I originally wanted to write this post as a great, self-serving nod to the five parenting lessons I learned in 2013. You know, giving myself all the credit for the amazing job I did this year... but as I sat here, looking over pictures of the past year, I realized that the tables are turning a little bit. Until now, I've done a lot of teaching, the instructing, the guiding. We made it through potty training all the way through learning to change your underwear even if you don't shower that day. Our lessons on manners are more about people's feelings than the simple, "Say please and thank you." They understand the importance of family participation in chores and photographs and events.
But my work here is not done. I recognize I have a lot left to teach -- and a lot left to learn.

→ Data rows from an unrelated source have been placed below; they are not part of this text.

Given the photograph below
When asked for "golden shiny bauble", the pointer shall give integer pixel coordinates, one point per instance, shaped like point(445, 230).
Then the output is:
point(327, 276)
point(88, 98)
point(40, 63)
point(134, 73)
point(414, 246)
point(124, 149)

2013 began that turning of the tables. My two boys have taught me a lot this year. Here are five lessons I hope to keep with me over the years.
Be In the Moment
When my sons are doing something that they love to do -- like jumping through the sprinkler on a hot day -- they are not simultaneously worrying about 52 other things. They are in the moment. They surrender -- fully -- to the joy. They don't think about their messy bedrooms or the homework that needs completed or the mean thing that so-and-so said on the playground earlier that day. I want to live joy like that, to be fully immersed in the moment so deeply that I don't care about the dishes, the laundry, the deadlines.
This Too Shall Pass
When you're six- and eight-years-old, you do some things that end up getting you in trouble. It happens. You tell a little white lie -- and you get caught. You argue with your brother. You were too caught up in the joy of doing whatever it is that you were doing and forgot to clean your room like your mommy asked -- twice. Consequences for actions are an important pat of life. Also important: Being able to accept the consequence, do what you have to in light of it, and move on or forward. Sometimes that means offering an apology. Sometimes it means doing what you were supposed to do, and doing it right. Sometimes it means sitting quietly and reflecting on the hows and whys. But then once those things are done? You go back to being in the moment. As I've watched them do that this year, I am inspired to quit dwelling on the little things, the consequences of my own actions. This one feels hard, but necessary.
It's Not THAT Serious
Sometimes you just have to put on a costume. Or belly laugh at cartoons. Or fart jokes -- especially at fart jokes. My life as a mom this year has been one endless fart/poop/penis/butt joke. I get annoyed, aggravated. Those two kids (and their father)? Laugh deeply. I've learned that laughing at jokes -- or more importantly, at life -- is a requirement. It feels good. It lessens the tension of the moment. It brings about perspective. And really? The jokes are kind of funny. In all of this, I have learned that not everything is life and death and maybe I need to lighten up. Just a little bit. Because we don't tell penis jokes in church, OKAY?!?!?! Ahem.
ASK ALL THE QUESTIONS
I live in a real life 20 Questions game, but instead of 20 it's like FIVE BILLION QUESTIONS. All day long. As we were dropping off the boys to spend a day with Grandpa this year, he commented that he had been practicing all of the answers to be ready for all of the questions. It's funny and sometimes ear-numbing -- but it's awesome. These two guys aren't afraid to ask a question of anyone at any time. Where do babies come from? Check. How do you make a video game? Check. Why do we eat meat? How is poop made? But how does the sperm get to the egg? Check, check, and omg, check. In accomplishing one of my parenting goals -- making sure my children felt they could ask or tell me anything -- I have created this non-stop stream of questions and it is my job to answer them. If I don't know an answer, they simply say, "Well, ask Siri!" I love it, because I think it's good for our future relationship. But it's also taught me to stop being afraid to ask questions, to search for answers when I don't know them, to seek out solutions when they aren't immediately evident. It's also taught me how little I know about the world at large, but we're all learning the answers together. Pretty cool, if not slightly deafening.
Be Quick to Forgive
Having a brother (or a sibling in general) can be difficult. These two boys argue over the stupidest of things at times. Video games. Books. The red crayon even though we have 17 red crayons, four red markers, three red colored pencils, red paint, and red pastels. It can be frustrating to listen to the non-stop arguing as the parent. I frequently remind them that "he's the only brother you're ever going to have," which is usually greeted with a muffled apology. What I love about the arguing however is how quickly they offer their forgiveness to one another. Yes, we've had some "I don't want to forgive you right now, so I'm going to my room with my toy for awhile" type of moments. Even still, a little while later the offended party will come out of his room and start right back into playing whatever they were playing before the issue at hand. There's no blame game. There's no jabs with words or elbows. What's done is done, what's in the past is over. Move forward with your brother. Every time I watch this play out, I think of those situations in which I have not readily -- or ever -- offered my forgiveness. I definitely need to work on this lesson that they repeatedly -- almost daily -- teach me.
There were other lessons, of course: Check to make sure the seat is down before you sit down on a toilet in a house full of men, big and little. You don't have to like a game/movie/character/book just because someone else does, even if that someone else is your brother. Don't pick your nose and eat it -- or your ear wax. (OMG.)
What did your kids teach you in 2013?